Chlorine Axial Coordination Activated Lanthanum Single Atoms for Efficient Oxygen Electroreduction with Maximum Utilization

Currently, there are still obstacles to rationally designing the ligand fields to activate rare-earth (RE) elements with satisfactory intrinsic electrocatalytic reactivity. Herein, axial coordination strategies and nanostructure design are applied for the construction of La single atoms (La-Cl SAs/NHPC) with satisfactory oxygen reduction reaction (ORR) activity. The nontrivial LaN 4 Cl 2 motifs configuration and the hierarchical porous carbon substrate that facilitates maximized metal atom utilization ensure high half-wave potential (0.91 V) and significant robustness in alkaline media.
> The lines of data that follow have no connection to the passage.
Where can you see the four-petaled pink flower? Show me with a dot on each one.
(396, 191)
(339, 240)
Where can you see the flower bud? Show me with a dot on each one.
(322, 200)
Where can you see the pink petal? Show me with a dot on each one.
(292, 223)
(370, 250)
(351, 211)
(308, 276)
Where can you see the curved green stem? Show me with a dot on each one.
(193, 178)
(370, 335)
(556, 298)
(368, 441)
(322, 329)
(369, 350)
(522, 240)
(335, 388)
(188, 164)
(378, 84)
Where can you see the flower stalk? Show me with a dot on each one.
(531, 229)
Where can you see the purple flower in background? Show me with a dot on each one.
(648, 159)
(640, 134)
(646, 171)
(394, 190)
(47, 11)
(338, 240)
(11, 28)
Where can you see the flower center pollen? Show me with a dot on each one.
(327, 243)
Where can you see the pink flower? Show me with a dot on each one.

The aqueous and flexible Zinc-air battery (ZAB) integrating La-Cl SAs/NHPC as the cathode catalyst exhibits a maximum power density of 260.7 and 68.5 mW cm −2 , representing one of the most impressive RE-based ORR electrocatalysts to date. Theoretical calculations have demonstrated that the Cl coordination evidently modulate the electronic structures of La sites, which promoted electron transfer efficiency by d-p orbital couplings. With enhanced electroactivity of La sites, the adsorptions of key intermediates are optimized to alleviate the energy barriers of the potential-determining step. Importantly, this preparation strategy is also successfully applied to other REs. This work provides perspectives for near-range electronic structure modulation of RE-SAs based on a nonplanar coordination micro-environment for efficient electrocatalysis.